Kehoe Law Firm, P.C. is investigating claims on behalf of investors of Kirby Corporation (“Kirby” or the “Company”) (NYSE: KEX) to determine whether Kirby engaged in securities fraud or other unlawful business practices.
Investors who purchased, or otherwise acquired, Kirby Corporation securities and suffered losses greater than $100,000 are encouraged to complete Kehoe Law Firm’s Securities Class Action Questionnaire or contact Kevin Cauley, Director, Business Development, (215) 792-6676, Ext. 802, [email protected], [email protected], to discuss the investigation or potential legal claims.
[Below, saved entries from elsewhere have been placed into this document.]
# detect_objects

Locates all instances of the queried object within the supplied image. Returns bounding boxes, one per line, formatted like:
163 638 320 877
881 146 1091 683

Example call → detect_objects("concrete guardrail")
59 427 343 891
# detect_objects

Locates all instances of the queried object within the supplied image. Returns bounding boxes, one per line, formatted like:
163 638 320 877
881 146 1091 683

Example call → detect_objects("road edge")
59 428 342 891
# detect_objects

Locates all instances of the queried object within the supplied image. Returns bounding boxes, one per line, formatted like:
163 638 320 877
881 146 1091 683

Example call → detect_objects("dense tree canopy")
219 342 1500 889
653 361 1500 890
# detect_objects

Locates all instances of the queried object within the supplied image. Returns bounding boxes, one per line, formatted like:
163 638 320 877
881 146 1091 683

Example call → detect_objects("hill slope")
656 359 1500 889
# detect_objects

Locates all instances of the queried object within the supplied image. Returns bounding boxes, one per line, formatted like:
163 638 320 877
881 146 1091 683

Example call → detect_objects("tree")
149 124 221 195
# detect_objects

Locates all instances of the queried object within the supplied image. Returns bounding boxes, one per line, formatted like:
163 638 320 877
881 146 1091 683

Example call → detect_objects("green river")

On July 10, 2020, Kirby announced that “[o]n July 8, 2020, Kirby . . . determined that it will be required to restate its previously issued unaudited condensed financial statements for the first quarter ended March 31, 2020 previously filed on Form 10-Q on May 8, 2020. This determination occurred following discussions of the matter between KPMG and the officers of the Company. Accordingly, investors should no longer rely upon previously issued financial statements included in the Company’s previously filed Form 10-Q for the first quarter ended March 31, 2020.”
The Company also stated that it “. . . has determined its non-cash non-recurring goodwill impairment charge for the three months ended March 31, 2020 was understated by $127,933,000 before taxes, $98,773,000 after taxes, or a $1.65 loss per share, due to not applying a specific provision of a new accounting standard that the Company had recently adopted on January 1, 2020.”
On this news, Kirby’s stock price was down as much as 2.47% during intra-day trading on July 13, 2020.